特許文献2に示されるトンネル拡幅工法も、上記と同様に先行構築したトンネルを強度増加領域と難透水領域とにより囲繞するとともに、それら両領域の間に透水性を有する地山層を残して、その地山層内の地下水をトンネル内に集水するようにしたものである。
本実施形態は、本発明のトンネル拡幅工法によって道路トンネルの分岐合流部(ランプ部)を構築する場合の適用例であって、図1(a)に示すようにシールドトンネルからなる本線トンネル1を先行構築した後、(b)に示すようにその本線トンネル1を側方に拡幅してそこにランプトンネル2を接続することによって分岐合流部3を施工することを基本とするものである。
地盤改良体4は、基本的には特許文献1〜2に示した従来のトンネル拡幅工法による場合と同様に、本線トンネル1内からの薬液注入により形成され、かつ内側の増強部4Aと外側の止水部4Bとによる二重構造のものであって、分岐合流部3に最終的に施工されるべき覆工壁5のやや外側の位置において拡幅部全体を囲繞する略筒状とされ、その両端部も同様の補強部4Aと止水部4Bとにより閉じられた形態で形成されるものである。
したがって、仮に地盤改良体4による止水性能が万全でなかったり、あるいは何らかの原因で止水性能が損なわれて万一の異常出水が発生する事態を想定しても、それによる影響を特定の遮水領域7内に限定することができ、したがって従来のこの種の工法に比べて拡幅時の施工安全性と施工性をより一層改善することができるものとなっている。
また、地盤改良体4の内側に遮水領域7を区画形成するための遮水壁6の厚さはたとえば3m程度とすると良く、それらの設置間隔(つまり遮水領域7の1区画の長さ)は40m程度とすることが良い。
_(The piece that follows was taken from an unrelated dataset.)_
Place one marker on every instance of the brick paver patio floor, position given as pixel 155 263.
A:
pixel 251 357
さらに、拡幅に際してはセグメントの切り開きが実施されるのであるが、その際にセグメントの変形が想定される場合、地盤改良体4とセグメントとの間に隙間が生じてそこでの止水性能が低下することも想定されるので、そのような場合には必要に応じてそれを補償するようにそこでの止水部4Bの厚さや止水性能を予め増強しておくと良い。
図4(a)に示すように本線トンネル1内からその周囲地盤に多数の注入孔10を形成し、まず(b)に示すようにその最先端よりもやや手前の位置に懸濁型注入材を加圧注入して増強部4Aを形成する。
次いで、(c)に示すように注入管10の最先端から増強部4Aにラップする位置に溶液型注入材を加圧注入して止水部4Bを形成する。このように止水部4Bを増強部4Aにラップさせて形成することにより、増強部4Aは増強効果のみならず止水効果を併せ持つものとなる。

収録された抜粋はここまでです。